Friday, July 27, 2018 – 14.20 miles
This morning I stopped at a pond to filter water and eat potatoes. It must have been a popular break spot, since ground squirrels immediately popped up to beg for food. You’re so cute with your shiny, garbage-fattened bodies and moist, emboldened, corrupted eyes, but I can’t…
When I went to draw more water, I left my backpack unattended, thinking that only a Grand Canyon-level rodent would chew through the fabric in broad daylight. One of the ground squirrels was directly beside it when I returned – maybe a close call.
At a certain junction, and I apologize in advance for not remembering which junction it was, the PCT went left while a different trail went right. I knew the other trail would cross the PCT again a short distance later, but having no reason not to, I of course chose the PCT. A rational but unfortunate decision. The PCT soon disintegrated into a nightmare of zero maintenance, so the other trail must be the favourite child for this short section, and hikers are intended to take it to the second junction.
Here’s a photo looking back at the second junction, with the PCT on the right and the lack of maintenance obvious.

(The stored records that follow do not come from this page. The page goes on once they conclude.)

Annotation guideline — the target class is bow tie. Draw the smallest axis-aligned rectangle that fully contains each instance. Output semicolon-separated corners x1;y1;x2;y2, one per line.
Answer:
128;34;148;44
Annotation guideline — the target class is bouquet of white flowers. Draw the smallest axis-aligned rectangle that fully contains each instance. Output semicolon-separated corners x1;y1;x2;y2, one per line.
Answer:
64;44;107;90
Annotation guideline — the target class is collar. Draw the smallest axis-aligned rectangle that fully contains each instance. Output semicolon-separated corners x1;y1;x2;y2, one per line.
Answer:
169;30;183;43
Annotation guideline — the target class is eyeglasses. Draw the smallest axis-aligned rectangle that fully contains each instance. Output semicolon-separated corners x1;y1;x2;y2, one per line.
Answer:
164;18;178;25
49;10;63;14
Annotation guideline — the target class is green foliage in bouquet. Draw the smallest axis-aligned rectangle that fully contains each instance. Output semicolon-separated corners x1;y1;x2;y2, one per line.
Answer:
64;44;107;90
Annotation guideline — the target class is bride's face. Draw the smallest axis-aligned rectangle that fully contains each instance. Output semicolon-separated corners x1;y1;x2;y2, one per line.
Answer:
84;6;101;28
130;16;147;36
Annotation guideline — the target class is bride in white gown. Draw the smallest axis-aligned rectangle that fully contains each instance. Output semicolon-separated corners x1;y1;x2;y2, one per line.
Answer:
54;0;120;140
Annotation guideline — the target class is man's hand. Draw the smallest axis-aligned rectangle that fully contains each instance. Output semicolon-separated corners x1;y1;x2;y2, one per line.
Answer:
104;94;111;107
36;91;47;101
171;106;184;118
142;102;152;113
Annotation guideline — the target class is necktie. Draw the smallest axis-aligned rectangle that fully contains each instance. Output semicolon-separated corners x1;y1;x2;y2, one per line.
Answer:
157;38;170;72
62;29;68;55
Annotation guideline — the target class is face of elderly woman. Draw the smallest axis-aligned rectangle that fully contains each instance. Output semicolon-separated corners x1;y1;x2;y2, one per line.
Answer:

So if you’re hiking in this area, you pass a junction and the path turns into a crazy mess, that’s where you are.
Rockpile Lake was my favourite lake in a long while. The mile listings in eTrails were mixed up in this section, so I thought that I had passed Shale Lake when I hadn’t come to it yet. A sign marking the entrance to Pamelia Lake Limited Entry Area confirmed the error. The limited entry area had nice views to various lakes, and Shale Lake was pretty, but it also contained a rogue horde of mosquitoes. Were its boundaries defined by the mosquitoes? Is it limited entry for the sake of protecting people from the mosquito population?
I’m camping just beyond the boundary in one of several established spots. The mosquitoes are fewer, but still around in numbers that I haven’t seen since the Three Sisters area.